[Feat]: SkillLoader.load_skill() should auto-discover and expose the BaseSkill subclass

[rosspeili]

Feature Description

SkillLoader.load_skill() currently returns a raw dict {"module": module, "manifest": ..., "instructions": ..., "card": ...}. To instantiate the skill, callers must know the class name — there is no enforced convention and no helper. The comment at loader.py:153 reads:

# Find the class that inherits from BaseSkill?
# For now assume the user looks for the exported class or we inspect.

This is unresolved technical debt. The result is that:

• Integration tests and examples must hardcode class names (e.g. bundle["module"].IssueResolverSkill()).
• No validation is done that the loaded module actually contains a BaseSkill subclass.
• SkillLoader cannot programmatically instantiate a skill without caller-side knowledge of the class name.

Proposed change:

Add a get_skill_class(bundle) helper (or auto-populate bundle["class"]) that:

1. Inspects the loaded module for subclasses of BaseSkill.
2. Returns the first (and ideally only) match, or raises a clear error if zero or more than one subclass is found.
3. Optionally: enforce a naming convention (<TitleCase>Skill) as an alternative auto-discovery path.

Update load_skill() to always populate bundle["class"] with the discovered class (uninstantiated), making it a first-class field alongside module, manifest, instructions, and card.

Rationale

The current design requires every caller of load_skill() to have out-of-band knowledge of the skill's class name. This makes integration tests fragile, blocks programmatic skill loading (e.g. skillware test, skillware doctor), and contradicts the registry model where skills should be fully self-describing.

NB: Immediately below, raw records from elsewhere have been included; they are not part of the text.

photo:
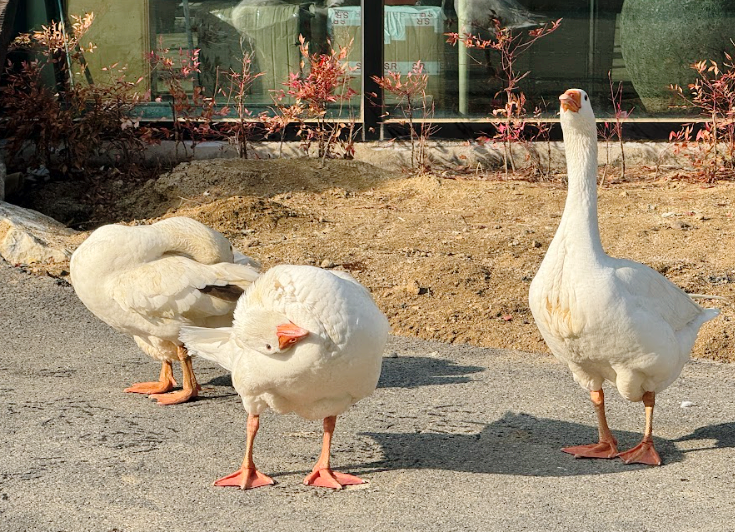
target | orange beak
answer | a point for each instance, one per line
(571, 100)
(289, 334)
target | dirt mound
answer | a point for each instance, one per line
(447, 259)
(266, 178)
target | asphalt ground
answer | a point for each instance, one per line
(454, 438)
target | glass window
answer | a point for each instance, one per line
(643, 44)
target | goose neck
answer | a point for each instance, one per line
(580, 211)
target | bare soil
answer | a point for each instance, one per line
(450, 258)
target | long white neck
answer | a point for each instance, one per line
(580, 211)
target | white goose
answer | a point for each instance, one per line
(607, 318)
(304, 340)
(149, 280)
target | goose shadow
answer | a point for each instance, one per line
(402, 372)
(516, 444)
(722, 433)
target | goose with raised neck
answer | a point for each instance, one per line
(608, 319)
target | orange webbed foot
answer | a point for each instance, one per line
(643, 453)
(174, 398)
(245, 479)
(603, 449)
(326, 478)
(149, 388)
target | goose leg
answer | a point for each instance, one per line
(190, 389)
(644, 452)
(164, 384)
(247, 476)
(322, 475)
(607, 445)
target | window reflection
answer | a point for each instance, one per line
(267, 30)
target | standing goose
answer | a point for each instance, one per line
(149, 280)
(303, 340)
(607, 318)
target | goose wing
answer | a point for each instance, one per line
(655, 294)
(176, 287)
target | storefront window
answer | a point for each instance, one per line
(645, 45)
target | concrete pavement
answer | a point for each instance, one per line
(455, 438)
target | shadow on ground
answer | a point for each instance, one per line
(722, 433)
(516, 444)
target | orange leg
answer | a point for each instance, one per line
(247, 476)
(644, 452)
(607, 445)
(164, 384)
(190, 389)
(322, 475)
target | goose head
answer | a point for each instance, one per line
(267, 332)
(576, 112)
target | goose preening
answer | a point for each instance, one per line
(607, 318)
(303, 340)
(149, 280)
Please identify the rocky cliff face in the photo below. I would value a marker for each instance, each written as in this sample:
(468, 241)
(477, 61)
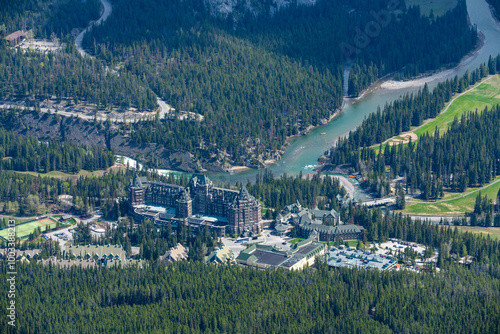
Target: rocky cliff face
(256, 7)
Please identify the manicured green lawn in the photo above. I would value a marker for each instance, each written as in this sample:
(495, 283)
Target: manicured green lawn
(440, 7)
(493, 232)
(24, 230)
(486, 94)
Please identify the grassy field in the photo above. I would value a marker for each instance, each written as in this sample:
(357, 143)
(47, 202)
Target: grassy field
(486, 94)
(439, 7)
(493, 232)
(24, 230)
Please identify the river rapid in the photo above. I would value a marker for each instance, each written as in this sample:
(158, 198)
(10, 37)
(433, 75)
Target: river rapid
(303, 152)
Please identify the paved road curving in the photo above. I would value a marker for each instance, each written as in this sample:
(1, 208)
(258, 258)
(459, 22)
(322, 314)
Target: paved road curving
(442, 112)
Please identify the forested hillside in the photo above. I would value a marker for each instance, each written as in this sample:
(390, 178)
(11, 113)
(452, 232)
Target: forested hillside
(496, 5)
(47, 18)
(258, 80)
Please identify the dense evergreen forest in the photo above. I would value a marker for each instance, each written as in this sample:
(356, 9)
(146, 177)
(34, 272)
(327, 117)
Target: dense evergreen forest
(29, 154)
(47, 18)
(67, 76)
(318, 190)
(28, 195)
(462, 157)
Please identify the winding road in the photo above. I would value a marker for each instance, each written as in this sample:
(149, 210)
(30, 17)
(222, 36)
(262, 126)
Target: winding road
(78, 40)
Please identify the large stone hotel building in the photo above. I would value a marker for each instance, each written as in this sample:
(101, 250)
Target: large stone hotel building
(200, 203)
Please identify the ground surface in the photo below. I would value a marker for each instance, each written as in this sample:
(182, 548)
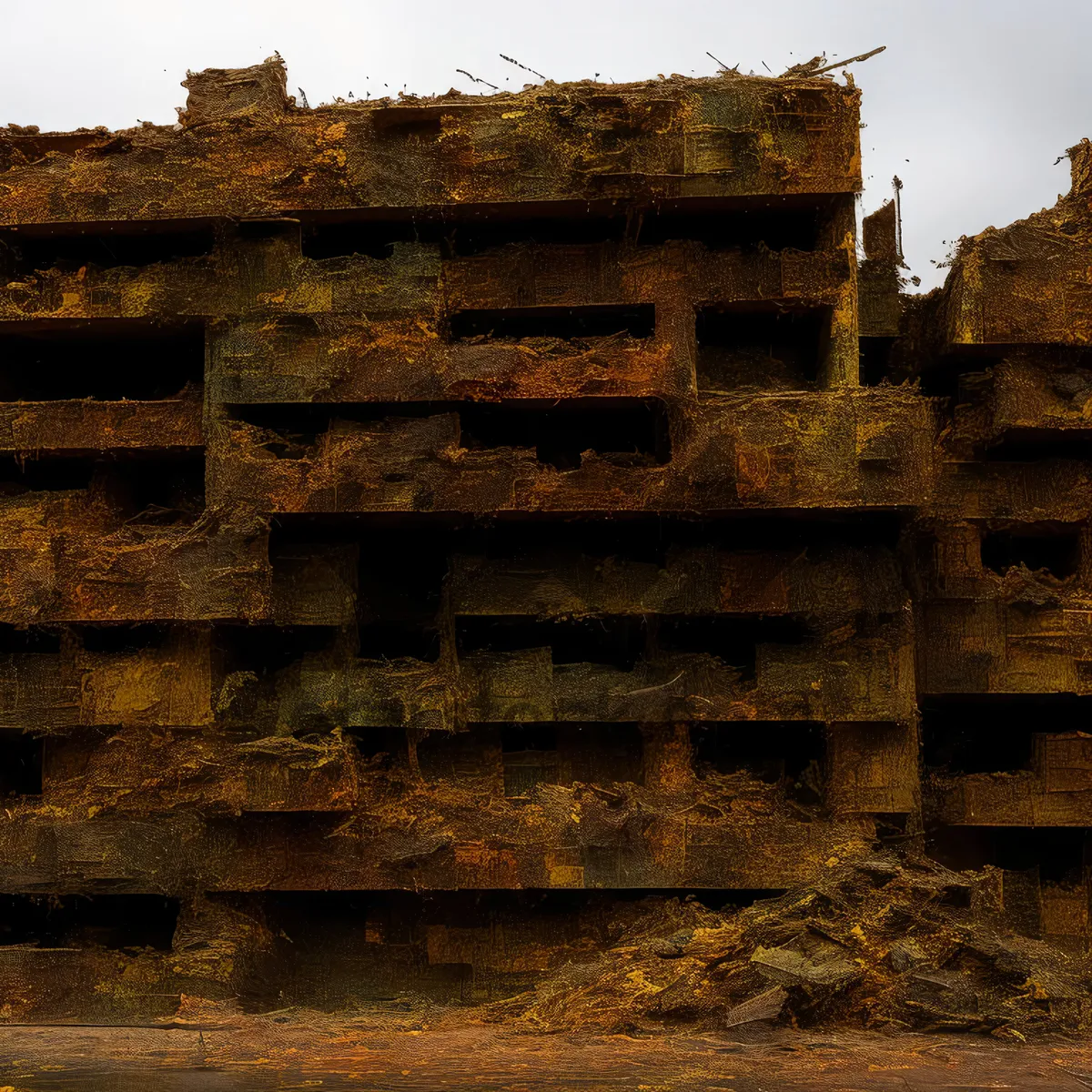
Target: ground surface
(322, 1054)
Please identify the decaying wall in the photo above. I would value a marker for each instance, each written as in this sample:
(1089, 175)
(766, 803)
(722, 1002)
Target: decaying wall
(453, 541)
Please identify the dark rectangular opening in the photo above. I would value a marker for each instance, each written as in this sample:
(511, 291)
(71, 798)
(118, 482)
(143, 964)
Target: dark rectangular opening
(394, 640)
(762, 347)
(105, 359)
(566, 323)
(875, 355)
(774, 225)
(993, 733)
(139, 489)
(370, 238)
(16, 640)
(1054, 547)
(530, 757)
(734, 640)
(262, 651)
(1057, 853)
(69, 247)
(626, 431)
(1041, 445)
(774, 752)
(119, 640)
(20, 764)
(565, 753)
(612, 642)
(391, 949)
(382, 747)
(106, 921)
(256, 669)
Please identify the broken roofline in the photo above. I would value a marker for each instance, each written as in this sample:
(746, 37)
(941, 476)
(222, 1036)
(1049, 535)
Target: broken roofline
(681, 139)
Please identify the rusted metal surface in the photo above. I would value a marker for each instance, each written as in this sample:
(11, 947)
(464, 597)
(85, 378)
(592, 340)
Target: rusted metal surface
(481, 552)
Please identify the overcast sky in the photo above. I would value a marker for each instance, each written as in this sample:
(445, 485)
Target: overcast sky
(970, 105)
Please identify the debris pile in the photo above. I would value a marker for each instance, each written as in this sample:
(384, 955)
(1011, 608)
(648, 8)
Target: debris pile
(880, 944)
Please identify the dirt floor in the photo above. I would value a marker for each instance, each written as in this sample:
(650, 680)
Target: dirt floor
(320, 1053)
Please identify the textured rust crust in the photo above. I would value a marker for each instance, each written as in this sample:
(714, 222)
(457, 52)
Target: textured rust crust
(502, 558)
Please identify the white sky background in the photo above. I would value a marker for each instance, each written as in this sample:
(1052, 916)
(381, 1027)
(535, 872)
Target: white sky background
(970, 105)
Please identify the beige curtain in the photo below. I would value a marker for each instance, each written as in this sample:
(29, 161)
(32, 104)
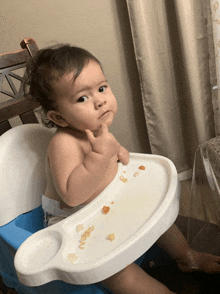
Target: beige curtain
(174, 48)
(215, 6)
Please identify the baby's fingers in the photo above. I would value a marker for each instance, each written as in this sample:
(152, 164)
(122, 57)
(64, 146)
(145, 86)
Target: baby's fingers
(90, 135)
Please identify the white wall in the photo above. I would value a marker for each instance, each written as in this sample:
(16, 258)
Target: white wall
(100, 26)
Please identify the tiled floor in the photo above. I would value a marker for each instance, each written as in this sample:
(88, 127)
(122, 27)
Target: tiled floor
(166, 270)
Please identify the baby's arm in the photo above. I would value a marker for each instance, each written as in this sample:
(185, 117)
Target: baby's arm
(77, 176)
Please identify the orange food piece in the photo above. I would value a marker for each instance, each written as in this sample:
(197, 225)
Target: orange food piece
(106, 209)
(111, 237)
(141, 167)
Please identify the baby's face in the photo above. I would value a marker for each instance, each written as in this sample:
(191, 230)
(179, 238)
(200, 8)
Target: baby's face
(88, 101)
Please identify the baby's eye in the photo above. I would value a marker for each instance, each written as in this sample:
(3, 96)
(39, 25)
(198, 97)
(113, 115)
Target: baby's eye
(102, 89)
(82, 99)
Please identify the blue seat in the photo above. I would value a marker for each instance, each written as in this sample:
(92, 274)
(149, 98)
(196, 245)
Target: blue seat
(23, 151)
(13, 234)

The fix is small (10-20 lines of inspection logic) but unblocks: the two-tier test improvements in #86, the CLI commands in #83 and #81, and any future auto-execution of skills from the registry without source code inspection.

Implementation Idea

In loader.py, after spec.loader.exec_module(module):

import inspect
from skillware.core.base_skill import BaseSkill

skill_classes = [
    obj for _, obj in inspect.getmembers(module, inspect.isclass)
    if issubclass(obj, BaseSkill) and obj is not BaseSkill
]
if len(skill_classes) != 1:
    raise ImportError(
        f"Expected exactly one BaseSkill subclass in {skill_file}, "
        f"found: {[c.__name__ for c in skill_classes]}"
    )

Return bundle["class"] = skill_classes[0].

Update tests/test_loader.py to assert bundle["class"] is present and instantiable.
Update CONTRIBUTING.md to note that each skill.py must export exactly one BaseSkill subclass.